In the introduction, Ricker says the recipes in The Drinking Food of Thailand are generally “easier” than those in his first cookbook, because drinking snacks tend to be less complicated. The recipes aren’t necessarily meant to make up a complete meal, although they could, so much as furnish spicy, citrusy bites for day drinking and such.
Think Hat Yai fried chicken and Thai-style barbecue beef skewers, as well as more funky regional flavors, mostly from Northern Thailand: fried pigs ears and chicken tendons, pork soup with steamed blood cakes, and Phat Khii Mao, aka the “Drunkard’s stir-fry.” Some dishes, like jok rice porridge, are good both for late-night or for a Thai breakfast.
Like Ricker’s first cookbook, The Drinking Food of Thailand goes into great detail.
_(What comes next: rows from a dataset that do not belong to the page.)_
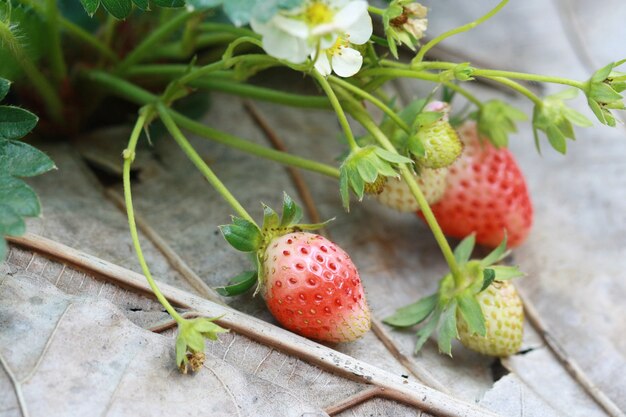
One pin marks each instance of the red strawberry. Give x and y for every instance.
(486, 194)
(312, 288)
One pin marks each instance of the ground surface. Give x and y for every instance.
(74, 341)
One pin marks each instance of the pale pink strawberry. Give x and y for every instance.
(312, 288)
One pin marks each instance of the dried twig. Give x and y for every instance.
(392, 386)
(170, 254)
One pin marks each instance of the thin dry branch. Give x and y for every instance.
(570, 365)
(170, 254)
(392, 386)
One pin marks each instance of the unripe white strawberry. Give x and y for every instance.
(504, 319)
(396, 193)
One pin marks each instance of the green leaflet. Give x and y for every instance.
(472, 313)
(448, 330)
(16, 122)
(413, 314)
(239, 284)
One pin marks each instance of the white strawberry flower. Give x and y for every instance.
(296, 34)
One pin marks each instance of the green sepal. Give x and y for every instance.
(292, 213)
(448, 329)
(413, 314)
(191, 335)
(470, 311)
(424, 332)
(489, 275)
(239, 284)
(16, 122)
(463, 251)
(270, 218)
(242, 235)
(504, 272)
(496, 120)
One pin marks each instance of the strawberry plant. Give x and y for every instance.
(151, 56)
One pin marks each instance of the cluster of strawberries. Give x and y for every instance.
(312, 287)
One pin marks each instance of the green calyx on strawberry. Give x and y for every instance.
(435, 143)
(604, 92)
(476, 310)
(365, 170)
(397, 195)
(310, 285)
(486, 194)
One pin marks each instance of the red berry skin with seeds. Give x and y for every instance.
(312, 288)
(486, 194)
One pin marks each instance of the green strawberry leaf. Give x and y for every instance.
(497, 254)
(489, 275)
(239, 284)
(413, 314)
(504, 273)
(448, 329)
(16, 122)
(19, 196)
(5, 85)
(11, 223)
(424, 333)
(22, 160)
(463, 251)
(242, 235)
(472, 313)
(90, 6)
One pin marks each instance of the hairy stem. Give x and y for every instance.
(343, 121)
(365, 120)
(129, 156)
(55, 52)
(424, 49)
(199, 162)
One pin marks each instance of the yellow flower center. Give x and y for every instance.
(317, 13)
(341, 42)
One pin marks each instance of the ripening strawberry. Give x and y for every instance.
(486, 194)
(312, 288)
(396, 193)
(504, 319)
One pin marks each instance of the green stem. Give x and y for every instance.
(528, 77)
(41, 84)
(469, 96)
(519, 88)
(262, 93)
(75, 31)
(343, 121)
(153, 39)
(365, 120)
(140, 96)
(424, 49)
(225, 27)
(375, 10)
(367, 96)
(199, 162)
(129, 155)
(55, 52)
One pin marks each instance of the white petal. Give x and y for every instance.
(322, 64)
(291, 26)
(361, 31)
(350, 14)
(347, 62)
(284, 46)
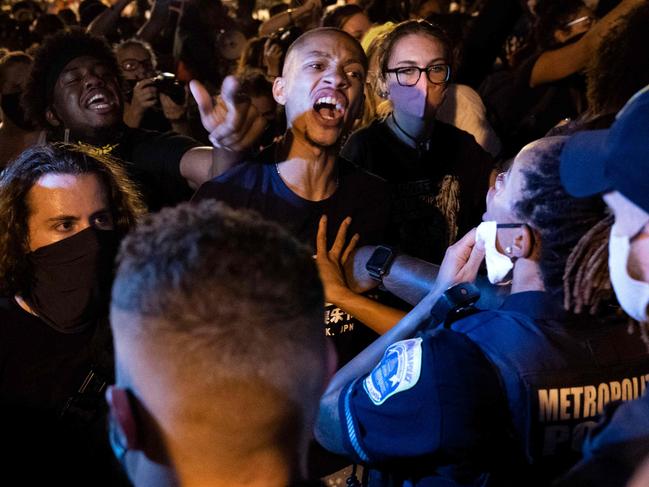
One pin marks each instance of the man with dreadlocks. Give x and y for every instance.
(501, 397)
(615, 163)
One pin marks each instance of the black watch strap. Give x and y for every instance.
(380, 262)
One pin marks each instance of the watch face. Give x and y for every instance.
(380, 258)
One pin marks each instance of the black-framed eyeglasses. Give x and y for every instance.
(409, 75)
(133, 64)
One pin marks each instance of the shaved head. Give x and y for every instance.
(307, 40)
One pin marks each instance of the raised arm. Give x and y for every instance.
(106, 21)
(287, 18)
(373, 314)
(560, 63)
(233, 124)
(157, 21)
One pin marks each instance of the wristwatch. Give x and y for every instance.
(379, 263)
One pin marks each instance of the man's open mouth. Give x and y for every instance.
(330, 107)
(99, 102)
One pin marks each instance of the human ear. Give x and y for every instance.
(279, 90)
(522, 243)
(122, 413)
(51, 117)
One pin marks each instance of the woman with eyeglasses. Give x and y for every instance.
(439, 174)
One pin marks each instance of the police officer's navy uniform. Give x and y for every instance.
(503, 393)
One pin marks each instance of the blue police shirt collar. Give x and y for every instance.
(538, 305)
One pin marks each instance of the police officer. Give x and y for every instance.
(503, 396)
(615, 163)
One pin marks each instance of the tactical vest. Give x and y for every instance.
(557, 374)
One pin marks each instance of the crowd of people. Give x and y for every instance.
(377, 243)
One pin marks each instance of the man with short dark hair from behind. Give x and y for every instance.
(221, 360)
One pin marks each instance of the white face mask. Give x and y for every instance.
(498, 265)
(632, 295)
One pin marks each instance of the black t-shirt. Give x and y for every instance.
(427, 185)
(53, 435)
(362, 196)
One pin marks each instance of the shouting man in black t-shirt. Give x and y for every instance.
(303, 177)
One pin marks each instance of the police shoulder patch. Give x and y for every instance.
(397, 371)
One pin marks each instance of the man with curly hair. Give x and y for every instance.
(74, 95)
(62, 212)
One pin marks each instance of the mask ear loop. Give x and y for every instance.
(508, 249)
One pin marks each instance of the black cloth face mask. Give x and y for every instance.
(72, 279)
(12, 109)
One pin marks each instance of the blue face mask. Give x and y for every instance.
(117, 443)
(409, 100)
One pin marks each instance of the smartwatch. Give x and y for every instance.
(379, 263)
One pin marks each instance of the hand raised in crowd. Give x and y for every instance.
(461, 262)
(272, 58)
(332, 261)
(145, 95)
(311, 5)
(233, 122)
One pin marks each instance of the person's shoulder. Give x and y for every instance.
(363, 181)
(368, 134)
(242, 177)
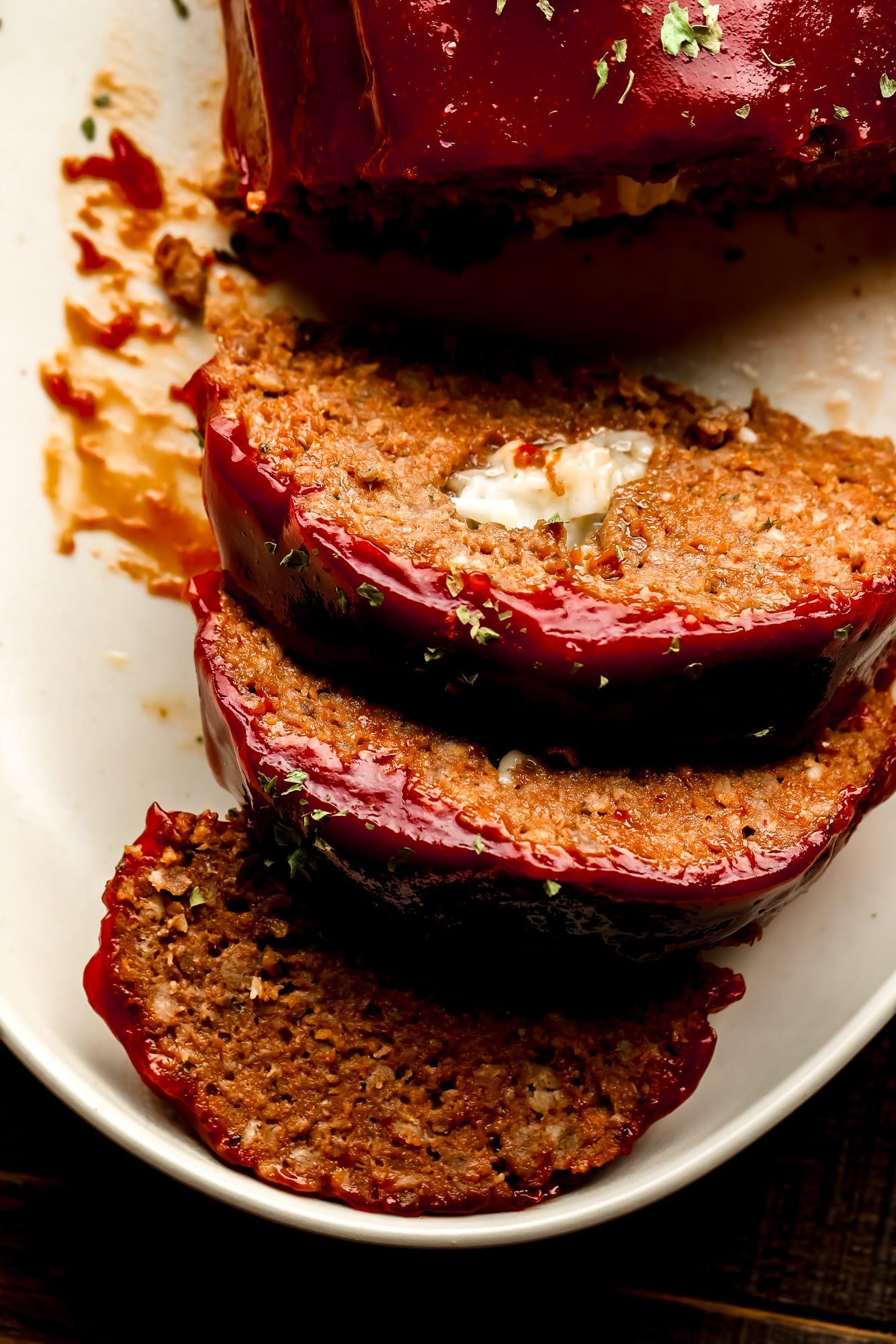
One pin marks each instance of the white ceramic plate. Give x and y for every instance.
(84, 750)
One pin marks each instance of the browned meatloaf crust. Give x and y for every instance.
(740, 594)
(318, 1071)
(647, 859)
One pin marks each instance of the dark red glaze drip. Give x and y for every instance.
(68, 398)
(92, 259)
(624, 898)
(111, 335)
(123, 1015)
(402, 92)
(596, 663)
(130, 170)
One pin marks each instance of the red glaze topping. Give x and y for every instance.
(68, 398)
(392, 91)
(131, 171)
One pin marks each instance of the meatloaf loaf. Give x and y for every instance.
(319, 1071)
(601, 562)
(431, 824)
(396, 119)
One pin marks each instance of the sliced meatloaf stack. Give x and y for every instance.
(319, 1070)
(602, 564)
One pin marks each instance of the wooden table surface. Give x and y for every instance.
(795, 1242)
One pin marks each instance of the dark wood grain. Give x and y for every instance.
(795, 1242)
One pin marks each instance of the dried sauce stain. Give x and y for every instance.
(126, 459)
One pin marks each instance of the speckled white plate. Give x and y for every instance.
(807, 312)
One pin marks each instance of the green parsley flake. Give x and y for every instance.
(679, 34)
(628, 88)
(780, 65)
(371, 594)
(295, 561)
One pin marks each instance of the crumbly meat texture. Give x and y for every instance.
(322, 1074)
(738, 510)
(678, 817)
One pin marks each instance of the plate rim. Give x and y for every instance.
(328, 1218)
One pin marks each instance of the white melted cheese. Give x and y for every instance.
(576, 483)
Ricker provides tips for finding rare Thai staples in America, so home chefs won’t be daunted by ingredient lists calling for things like dried shrimp and green papaya, and the chef also demystifies many useful Thai cooking techniques, like how to grill Thai-style and use one of the most ubiquitous tools in Thai cooking, the mortar and pestle (Pok Pok actually takes its name from the sound the pestle makes hitting the mortar over and over).
Ricker dedicates The Drinking Food of Thailand to “the people of Thailand to whom I owe so much.” The chef fully gives in to the urge to immerse readers in Thailand’s drinking cultures without dumbing down its flavors or stories. In the introduction to each recipe, Ricker describes the place where he first ate the dish and the people who shared it with him — often with photos of smiling eaters surrounded by empty beer cans piled sky-high.